Patients and methods: A total of 37 patients; whose median age was 58.5 years (interquartile range 40-66, full range 19-77); median time since onset of SCI was 24 months (interquartile range 16.25-70.5, full range 6-109). Non-traumatic etiology in 20 out of 37 patients; level: 12C, 14T and 11L; American Spinal Injury Association Impairment Scale grade: 35D/2C. Assessment with the 10MWT (with or without dynamic start) and the 6MWT (short or long track) by two blinded raters to evaluate inter/intra-rater reliabilities.

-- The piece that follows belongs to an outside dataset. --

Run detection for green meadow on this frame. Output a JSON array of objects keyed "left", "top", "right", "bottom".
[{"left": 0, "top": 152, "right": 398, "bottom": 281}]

Results: The 10MWT was performed in a median of 19 s (25th-75th interquartile range 13-28) with the dynamic start and of 18.4 s (25th-75th interquartile range 12.6-29.9) with the static start (P=0.092). The correlation between the results of the two methods was between 0.98 and 0.99. The inter- and intra-rater reliabilities were between 0.95 and 0.99 for both the methods. The 6MWT showed significant differences according to the track length: patients walked a median of 226.7 m (25th-75th interquartile range 123.2-319) on the longer track and of 187.6 m (25th-75th interquartile range 69.7-240.6) on the short one (P<0.001). The correlation between the results of the two methods was between 0.91 and 0.93. The inter- and intra-rater reliabilities were between 0.98 and 0.99.
Conclusion: The 10MWT shows high inter/intra-rater reliability and shows comparable results with both dynamic and static start. The different testing conditions of the 6MWT (track/turns) results in significant differences that need standardization for use in future trials.